分析SVM回归结果

analysing SVM regression result

我用SVM回归预测了rainfall.TheJAN到DEC月份的降雨量为x,年降雨量为y.A 80:20 split用于分割训练和测试数据。

from sklearn.svm import SVR
    clf = SVR(gamma='auto', C=0.1, epsilon=0.2)
    clf.fit(X_train, y_train) 
    y_pred = clf.predict(X_test)
    testScore = math.sqrt(mean_squared_error(y_test,y_pred))
    print('Test Score: %.2f RMSE' % (testScore))
    time_taken = time.time()-t0
    print('Time taken', time_taken)
    df_SVR = pd.DataFrame({'Actual': y_test, 'Predicted': y_pred})
    print(df_SVR)
    

执行代码时,我得到了 412.72 RMSE 的分数。并且在每种情况下预测值都是如此。

为什么我的 RMSE 很大,为什么所有的预测值都一样。

在输入训练算法之前,输入样本需要进行特征缩放,例如 minmax 缩放器、std 缩放器。 也许不同特征的大小因您的输入而异。

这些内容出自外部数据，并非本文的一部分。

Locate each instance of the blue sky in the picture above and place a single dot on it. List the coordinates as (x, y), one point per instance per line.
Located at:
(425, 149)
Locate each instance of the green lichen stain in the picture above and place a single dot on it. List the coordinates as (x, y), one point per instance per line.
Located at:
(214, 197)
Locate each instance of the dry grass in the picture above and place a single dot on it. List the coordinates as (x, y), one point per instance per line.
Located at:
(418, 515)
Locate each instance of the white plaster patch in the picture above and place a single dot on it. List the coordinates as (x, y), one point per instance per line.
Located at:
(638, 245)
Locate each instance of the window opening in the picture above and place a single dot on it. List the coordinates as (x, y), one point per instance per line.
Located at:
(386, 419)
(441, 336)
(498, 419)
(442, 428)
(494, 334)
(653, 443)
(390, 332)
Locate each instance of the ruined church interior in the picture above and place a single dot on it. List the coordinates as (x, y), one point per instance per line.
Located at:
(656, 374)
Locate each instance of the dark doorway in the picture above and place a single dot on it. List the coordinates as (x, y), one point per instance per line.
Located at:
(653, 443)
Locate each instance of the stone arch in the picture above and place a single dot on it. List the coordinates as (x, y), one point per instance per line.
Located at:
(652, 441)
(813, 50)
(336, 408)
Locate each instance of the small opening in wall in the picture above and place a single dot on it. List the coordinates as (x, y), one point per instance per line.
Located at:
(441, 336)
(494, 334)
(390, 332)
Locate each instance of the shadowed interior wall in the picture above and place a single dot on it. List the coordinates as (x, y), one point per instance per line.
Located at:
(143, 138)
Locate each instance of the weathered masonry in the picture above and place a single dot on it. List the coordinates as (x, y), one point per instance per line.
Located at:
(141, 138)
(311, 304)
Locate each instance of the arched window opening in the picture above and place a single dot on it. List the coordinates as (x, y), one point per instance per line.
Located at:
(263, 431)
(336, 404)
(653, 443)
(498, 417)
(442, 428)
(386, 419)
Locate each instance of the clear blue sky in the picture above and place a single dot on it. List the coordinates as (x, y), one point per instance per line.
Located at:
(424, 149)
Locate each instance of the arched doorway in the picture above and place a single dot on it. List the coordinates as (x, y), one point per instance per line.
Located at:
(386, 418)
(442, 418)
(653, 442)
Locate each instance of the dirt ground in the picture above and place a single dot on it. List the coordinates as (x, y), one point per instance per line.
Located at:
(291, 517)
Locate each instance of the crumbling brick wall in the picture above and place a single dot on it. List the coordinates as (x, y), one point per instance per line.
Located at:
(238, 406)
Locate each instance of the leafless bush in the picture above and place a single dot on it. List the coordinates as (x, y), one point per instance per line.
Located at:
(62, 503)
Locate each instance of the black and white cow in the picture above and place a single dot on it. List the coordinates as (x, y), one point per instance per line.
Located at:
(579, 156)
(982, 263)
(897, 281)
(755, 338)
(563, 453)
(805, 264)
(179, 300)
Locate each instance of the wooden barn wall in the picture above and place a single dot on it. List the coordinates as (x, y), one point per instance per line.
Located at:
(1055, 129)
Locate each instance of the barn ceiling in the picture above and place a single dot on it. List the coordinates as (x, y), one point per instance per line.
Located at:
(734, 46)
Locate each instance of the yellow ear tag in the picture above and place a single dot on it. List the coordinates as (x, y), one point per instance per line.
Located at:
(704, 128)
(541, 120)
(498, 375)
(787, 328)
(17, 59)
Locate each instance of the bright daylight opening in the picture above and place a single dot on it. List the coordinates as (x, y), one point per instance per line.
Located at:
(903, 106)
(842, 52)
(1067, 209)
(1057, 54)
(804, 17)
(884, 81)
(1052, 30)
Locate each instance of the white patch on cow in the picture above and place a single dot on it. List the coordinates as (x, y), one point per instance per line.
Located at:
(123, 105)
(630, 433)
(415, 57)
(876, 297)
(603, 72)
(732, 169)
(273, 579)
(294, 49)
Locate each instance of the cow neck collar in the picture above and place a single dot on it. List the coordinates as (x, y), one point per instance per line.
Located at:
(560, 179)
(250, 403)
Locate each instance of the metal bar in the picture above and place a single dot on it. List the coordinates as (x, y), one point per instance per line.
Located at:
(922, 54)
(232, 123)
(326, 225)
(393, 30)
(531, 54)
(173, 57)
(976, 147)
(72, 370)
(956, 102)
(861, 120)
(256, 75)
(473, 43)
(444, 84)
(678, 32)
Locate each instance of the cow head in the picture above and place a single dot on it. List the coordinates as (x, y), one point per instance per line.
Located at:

首先,我真的不明白你为什么选择 gamma='auto' 作为你的超参数之一,但是如果你去掉它并让模型决定将使用哪个 gamma 可能有更好的表现。

而且,小 C 和小 epsilon 可能会以矛盾的方式工作,所以我认为平衡这两个超参数是个好主意。

在这里,我做了一些随机数据,试图找出如何处理它,希望它可以帮助你解决你的问题。

代码:

import numpy as np
from sklearn.svm import SVR

# make data
month_rain = np.random.randint(1000, 5000, size=(10,12))
X = month_rain
y = np.random.randint(3000, 4000, size=(10,1))

from sklearn.model_selection import train_test_split
X_train, X_test, y_train, y_test = train_test_split(X, y)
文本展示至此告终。